11 Replies Latest reply on Oct 30, 2014 7:50 PM by jormond

    250,000 + records




      I have a database with over 250,000 records which contain information relating to people who have taken out magazine subscriptions spanning decades. These are currently all in one table but there only around 5,500 active records - the others contain people who are no longer alive, have ceased their subscriptions, are no longer contactable or are otherwise 'inactive'.


      My question: is there a best practice for handling this scenario? I'm wondering about moving the deliquent records to a separate table which is identical to the source table but maybe there's a better way?!


      Many thanks,



        • 1. Re: 250,000 + records

          Just leave them in there. They're not hurting anything. If you move the dead records into another table, then all you have are two tables where one has a bunch of dead records and the other having some live records AND, eventually, some dead records.

          Create a status field and tag them for what they are.



          • 2. Re: 250,000 + records

            How is the performance? If only 3% of your data set are active you might

            consider setting up a very narrow table which carries the IDs of the

            active records. You can create a one to one relationship between this

            new table and the original. That will allow you to handle the small,

            active, data set without having to modify the existing system very much.



            • 3. Re: 250,000 + records

              Hi Kyle,


              Whilst they're not hurting anything it's seems obvious, and I should have stated this, that there is going to be a hit on performance when running any kind on analysis on the 5,500 records as the entire data set must be processed. I figure that it just makes sense to have those records somehow separate to the 250,000 which are of no real value.



              • 4. Re: 250,000 + records

                Hi Malcolm,


                Performance in general use is fine. I do have an issue with some dashboard widgets but I'm fixing those as I was referencing unstored calcs across the relationship(!) I'm seeing an improvement as I set about fixing that issue. However, I like the sound of your suggestion and will give that a go. Thanks.

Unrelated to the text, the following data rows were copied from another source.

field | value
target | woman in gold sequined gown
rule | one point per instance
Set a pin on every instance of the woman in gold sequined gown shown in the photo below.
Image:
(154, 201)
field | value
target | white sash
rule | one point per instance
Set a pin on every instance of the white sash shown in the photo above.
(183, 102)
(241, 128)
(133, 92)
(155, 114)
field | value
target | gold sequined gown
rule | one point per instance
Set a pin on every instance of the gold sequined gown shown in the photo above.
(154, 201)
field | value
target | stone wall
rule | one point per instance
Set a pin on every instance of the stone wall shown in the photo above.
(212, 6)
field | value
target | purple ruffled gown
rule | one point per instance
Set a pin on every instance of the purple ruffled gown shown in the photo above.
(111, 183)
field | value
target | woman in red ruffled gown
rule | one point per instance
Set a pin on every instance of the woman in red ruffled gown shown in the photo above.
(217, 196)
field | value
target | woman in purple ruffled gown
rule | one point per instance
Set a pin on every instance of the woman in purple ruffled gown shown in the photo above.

                • 5. Re: 250,000 + records

                  250K records is very small,  so your "analysis" may not be efficient


                  Normally,  a script would "find" the active records first


                  but if an active record must be compared to all records,  it will slow down,  as the file grows


                  e.g.  if all records are self related,  add an "active" key to the relationship,  so non active are excluded





                  > that there is going to be a hit on performance when running any kind on analysis on the 5,500 records as the entire data set must be processed

                  • 6. Re: 250,000 + records

                    Thanks Greg.


                    Even uncomplicated statements like 'Count ( SubsCancelledThisMonth::id )' take 20+ seconds to complete and I have a number of simliar calculations on the dashboard screen. Collectively they take nearly two minutes to complete. Is it better to create a layout with just the fields on that I need to look at and script it? I'd assumed a simple calculation would be more efficient as a script would effectively have many more lines of code.


                    Thanks for your input.

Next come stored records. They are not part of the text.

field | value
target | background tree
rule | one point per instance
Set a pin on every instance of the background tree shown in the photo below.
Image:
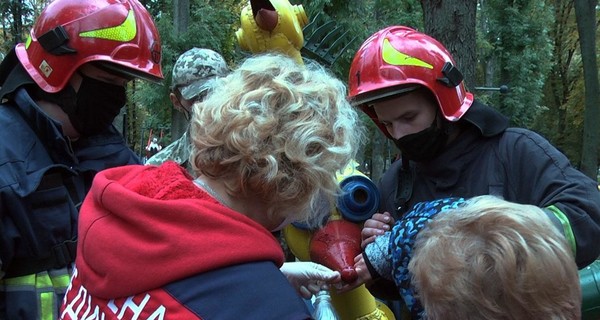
(585, 11)
(453, 24)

                    • 7. Re: 250,000 + records

                      Yes, unstored calcs across a relationship are very slow


                      and if any Relation uses < or >,  it's even worse


                      Dashboards are tricky in general,  since FileMaker is slow at math


                      Perhaps run a script each night,  to store the values you need


                      or,  if perhaps  CancelledThisMonth = 1,  then "find" the active records,  and show a plain summary,  rather than an Aggregate Count




                      > I was referencing unstored calcs across the relationship(

                      • 8. Re: 250,000 + records

                        Thanks Greg. I didn't know about the < or > being an issue.

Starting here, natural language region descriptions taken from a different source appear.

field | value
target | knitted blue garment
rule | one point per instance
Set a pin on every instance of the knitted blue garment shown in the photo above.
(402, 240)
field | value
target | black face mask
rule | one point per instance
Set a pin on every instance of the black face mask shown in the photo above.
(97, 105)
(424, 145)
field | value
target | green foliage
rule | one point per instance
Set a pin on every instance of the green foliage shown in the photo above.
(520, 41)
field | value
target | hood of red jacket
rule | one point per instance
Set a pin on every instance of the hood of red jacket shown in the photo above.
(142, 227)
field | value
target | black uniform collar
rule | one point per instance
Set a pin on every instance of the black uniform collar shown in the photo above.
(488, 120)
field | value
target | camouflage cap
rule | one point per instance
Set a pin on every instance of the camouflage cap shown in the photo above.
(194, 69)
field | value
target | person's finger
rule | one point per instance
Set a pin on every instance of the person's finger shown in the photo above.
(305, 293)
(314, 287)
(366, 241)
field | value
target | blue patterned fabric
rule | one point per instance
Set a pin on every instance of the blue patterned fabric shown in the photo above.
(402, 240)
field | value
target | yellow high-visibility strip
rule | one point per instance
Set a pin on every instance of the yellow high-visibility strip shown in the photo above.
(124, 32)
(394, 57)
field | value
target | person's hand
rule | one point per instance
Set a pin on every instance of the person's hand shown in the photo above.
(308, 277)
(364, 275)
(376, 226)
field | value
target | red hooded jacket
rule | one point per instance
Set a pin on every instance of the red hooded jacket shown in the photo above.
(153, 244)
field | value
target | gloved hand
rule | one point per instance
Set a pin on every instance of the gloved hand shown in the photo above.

                        I like the idea of an 'end of day' routine to fix the values. I'm not sure they require real-time values so that should work quite well. I can provide a 'refresh' mechanism if they need it.


                        For some of the values a 'find' will work just fine as often I just need the 'Found Count' value - no real math involved - so that's also a good option.


                        Thanks for your help. Much appreciated.



                        • 9. Re: 250,000 + records

                          +1 to Malcolms suggestion.


                          When I built an inventory solution where 99% of the stock was active (but knowing things would be archived sooner or later) I built a "thin" Active table and an "ALL" table.

                          All of the data is on the "ALL" table and the thin table just has UniqueID and FoundCount calcs.


                          Now (5 years later), ~ 3% of the records are active, all the rest are archived...and it runs just as fast as when new.

                          The record count in the "ALL" table is a few hundred thousand...The record count in the "Active" table is a few hundred.  Speed is not compromised on day to day use.


                          Good luck!

                          • 10. Re: 250,000 + records

                            The Count () function will need to evaluate every recrd in the found set.  sloooow.  Instead, add an unstored calc to the table.  The calculation should be "Get ( FoundCount)"  When you perform a find of the active accounts, this new field will provide you with the same results, but do so instantaneously.  This field is so useful, I make it a standard field in virtually every table I create - just in case I need it.



                            A most excellent blog article by Daniel Wood can be found here:




                            • 11. Re: 250,000 + records

                              You could also avoid the field itself if you don't need it always refresh on it's own. Just set a variable that displays the found set. Depending on what you need.